Penelope: la solitudine come destino

Sarà l’eterogenesi dei fini, o qualche altra imperscrutabile deliberazione del Caso (o chi per esso), ma è innegabile che gli orrori sono spesso letame da cui germina il sublime. L’immonda mattanza della prima guerra mondiale ispirò a Thomas Stern Eliot, premio Nobel per la letteratura nel 1948, The Waste Land, La terra desolata, poema angoscioso, bibbia della disperazione.

La bellinuità nazista si tradusse per Picasso in Guernica, il più lacerante urlo di rabbia contro le atrocità della guerra, contro la sopraffazione dell’uomo sull’uomo.
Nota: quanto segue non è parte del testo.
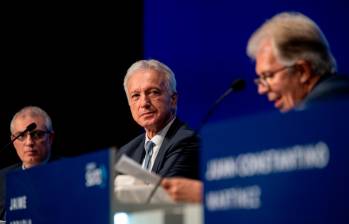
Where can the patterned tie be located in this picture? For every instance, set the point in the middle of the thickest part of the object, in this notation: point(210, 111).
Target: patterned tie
point(148, 153)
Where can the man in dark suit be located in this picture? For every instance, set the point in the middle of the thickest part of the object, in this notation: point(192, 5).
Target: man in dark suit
point(150, 87)
point(294, 63)
point(33, 148)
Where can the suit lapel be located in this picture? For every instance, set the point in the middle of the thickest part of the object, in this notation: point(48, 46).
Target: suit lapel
point(166, 144)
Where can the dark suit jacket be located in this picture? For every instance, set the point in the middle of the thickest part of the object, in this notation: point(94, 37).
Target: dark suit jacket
point(178, 154)
point(3, 173)
point(329, 88)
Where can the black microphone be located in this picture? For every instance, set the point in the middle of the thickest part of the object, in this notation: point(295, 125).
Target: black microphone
point(236, 86)
point(29, 128)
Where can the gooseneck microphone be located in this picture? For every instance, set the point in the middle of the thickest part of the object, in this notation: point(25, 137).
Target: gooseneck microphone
point(236, 86)
point(29, 128)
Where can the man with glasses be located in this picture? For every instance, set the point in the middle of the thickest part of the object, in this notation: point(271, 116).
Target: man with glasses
point(294, 64)
point(33, 147)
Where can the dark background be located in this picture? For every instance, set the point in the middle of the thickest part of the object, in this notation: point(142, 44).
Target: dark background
point(70, 60)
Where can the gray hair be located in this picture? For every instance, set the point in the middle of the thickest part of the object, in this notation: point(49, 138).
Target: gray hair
point(294, 36)
point(32, 111)
point(154, 65)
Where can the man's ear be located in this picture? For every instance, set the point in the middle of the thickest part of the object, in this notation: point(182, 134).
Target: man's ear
point(305, 70)
point(174, 97)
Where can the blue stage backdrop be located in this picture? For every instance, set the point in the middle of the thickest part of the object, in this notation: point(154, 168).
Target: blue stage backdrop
point(204, 43)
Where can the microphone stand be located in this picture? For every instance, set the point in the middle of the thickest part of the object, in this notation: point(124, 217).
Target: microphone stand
point(236, 86)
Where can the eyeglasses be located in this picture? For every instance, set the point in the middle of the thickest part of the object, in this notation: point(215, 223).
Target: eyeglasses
point(263, 79)
point(35, 135)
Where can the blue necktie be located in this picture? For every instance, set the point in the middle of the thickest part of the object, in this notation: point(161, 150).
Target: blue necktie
point(148, 153)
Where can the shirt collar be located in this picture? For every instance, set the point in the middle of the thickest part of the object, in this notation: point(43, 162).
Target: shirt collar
point(160, 136)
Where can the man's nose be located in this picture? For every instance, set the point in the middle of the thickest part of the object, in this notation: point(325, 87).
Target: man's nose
point(28, 139)
point(145, 101)
point(262, 89)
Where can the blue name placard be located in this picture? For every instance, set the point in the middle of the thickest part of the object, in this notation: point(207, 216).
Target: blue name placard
point(278, 168)
point(72, 190)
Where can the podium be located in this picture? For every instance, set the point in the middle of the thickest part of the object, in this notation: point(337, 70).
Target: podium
point(278, 168)
point(81, 190)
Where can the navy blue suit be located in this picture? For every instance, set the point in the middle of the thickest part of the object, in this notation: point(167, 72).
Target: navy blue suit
point(3, 173)
point(329, 88)
point(178, 154)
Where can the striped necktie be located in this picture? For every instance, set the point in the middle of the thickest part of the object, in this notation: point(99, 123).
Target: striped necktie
point(148, 153)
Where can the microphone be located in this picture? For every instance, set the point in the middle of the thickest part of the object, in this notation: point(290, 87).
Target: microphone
point(29, 128)
point(236, 86)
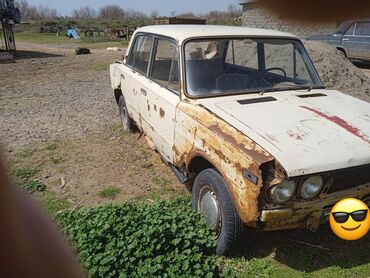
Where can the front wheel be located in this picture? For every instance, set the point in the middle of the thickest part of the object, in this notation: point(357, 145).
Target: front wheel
point(211, 197)
point(126, 120)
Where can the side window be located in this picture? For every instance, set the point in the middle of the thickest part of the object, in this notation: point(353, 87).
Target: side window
point(350, 30)
point(362, 29)
point(280, 56)
point(165, 68)
point(140, 53)
point(242, 53)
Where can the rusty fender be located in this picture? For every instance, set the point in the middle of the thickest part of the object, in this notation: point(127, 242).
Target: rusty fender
point(199, 132)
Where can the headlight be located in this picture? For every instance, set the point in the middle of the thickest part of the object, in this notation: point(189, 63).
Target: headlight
point(282, 192)
point(311, 187)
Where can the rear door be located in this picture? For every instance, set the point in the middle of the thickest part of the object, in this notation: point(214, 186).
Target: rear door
point(348, 41)
point(361, 41)
point(135, 73)
point(160, 95)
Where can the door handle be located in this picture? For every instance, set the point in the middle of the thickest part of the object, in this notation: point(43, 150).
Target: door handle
point(143, 92)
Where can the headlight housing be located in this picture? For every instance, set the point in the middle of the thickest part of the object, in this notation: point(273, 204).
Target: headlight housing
point(283, 192)
point(311, 187)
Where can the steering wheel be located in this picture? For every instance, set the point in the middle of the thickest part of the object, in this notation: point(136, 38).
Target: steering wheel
point(258, 75)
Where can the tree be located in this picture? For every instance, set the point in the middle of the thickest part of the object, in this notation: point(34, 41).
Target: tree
point(112, 12)
point(84, 13)
point(234, 10)
point(32, 12)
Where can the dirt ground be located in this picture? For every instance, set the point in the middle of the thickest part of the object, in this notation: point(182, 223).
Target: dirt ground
point(58, 114)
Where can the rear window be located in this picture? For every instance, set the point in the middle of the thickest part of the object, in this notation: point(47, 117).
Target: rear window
point(363, 29)
point(165, 69)
point(140, 53)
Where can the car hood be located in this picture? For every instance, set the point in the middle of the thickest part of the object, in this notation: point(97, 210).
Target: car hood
point(307, 132)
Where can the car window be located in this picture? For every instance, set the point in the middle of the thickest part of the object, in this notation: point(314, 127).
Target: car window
point(246, 65)
point(350, 30)
point(140, 53)
point(362, 29)
point(279, 58)
point(242, 53)
point(165, 69)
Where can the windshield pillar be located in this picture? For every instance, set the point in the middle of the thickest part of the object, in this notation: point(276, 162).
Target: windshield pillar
point(261, 56)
Il franchismo fu la pagina buia della Spagna del secolo scorso. Produsse atroci violenze, lutti, devastazione sociale. Ne fu emblema la fucilazione di Federico García Lorca, poeta squisito, colpevole agli occhi di una società virile, virilizzata ed ergo militarizzata di essere omosessuale.

Francisca Aguirre, nata ad Alicante nel 1930, era bambina quando il generalissimo Francisco Franco si impadronì del potere – nel 1939 – e instaurò la sua personale dittatura. Quella stagione politica le sconvolse la vita. Il padre, il pittore Lorenzo Aguirre, fu arrestato, torturato e ucciso nel 1942. Non è un caso se la sua prima raccolta di poesia, Itaca, apparve soltanto nel 1972, quando il franchismo lentamente iniziava a disgregarsi. Le valse il premio Leopoldo Panero, cui ne sarebbero seguiti altri. E ora la Spagna la celebra come una delle maggiori poete nazionali.

Brigidina Gentile, studiosa della figura di Penelope, propone al pubblico italiano quella prima raccolta. Con una traduzione amorevole e puntigliosa, che restituisce in pieno le infinite suggestioni sollecitate dai versi. Eliot, profondamente cristiano, nella Waste Land descrive un’umanità disorientata, annichilita, cui indica la necessità di ripercorrere il mito della guarigione (il Graal e il Re pescatore) per rigenerarsi, recuperare la fertilità perduta e riprendere la propria epopea. Anche Aguirre si appropria di un mito – la vedova bianca Penelope, reclusa nella petrosa Itaca – ma con percorso inverso, perché scende nelle profondità della propria anima, la sonda, e da lì manda il grido d’aiuto, al mare, che apre la raccolta e che riceve in risposta soltanto un’eco. La solitudine s’impone come suo destino. Il particolare non è compiaciuto intimismo, ma un punto di vista che si proietta sul generale, sull’universale. Con voce potente e ammaliante – una fascinazione che dura dal primo all’ultimo verso – Aguirre mette in scena i suoi fantasmi, che sono i fantasmi della Vita. “Equivoco” è termine che ricorre spesso, come appunto può essere equivoca, ambigua, la vita, tessitura di luci ed ombre. Equivoco è anche il mare, agognato orizzonte di salvezza, “Minotauro acquatico”, da cui mai si stacca lo sguardo di Penelope/ Francisca. Consapevole, come la sua mentore mitica, di essere «padrona/del lento e disastroso Impero dei suoi giorni». Consapevolezza da cui, nel verso conclusivo, sembra attingere la forza di guardare oltre: «Francisca Aguirre, accompagnati».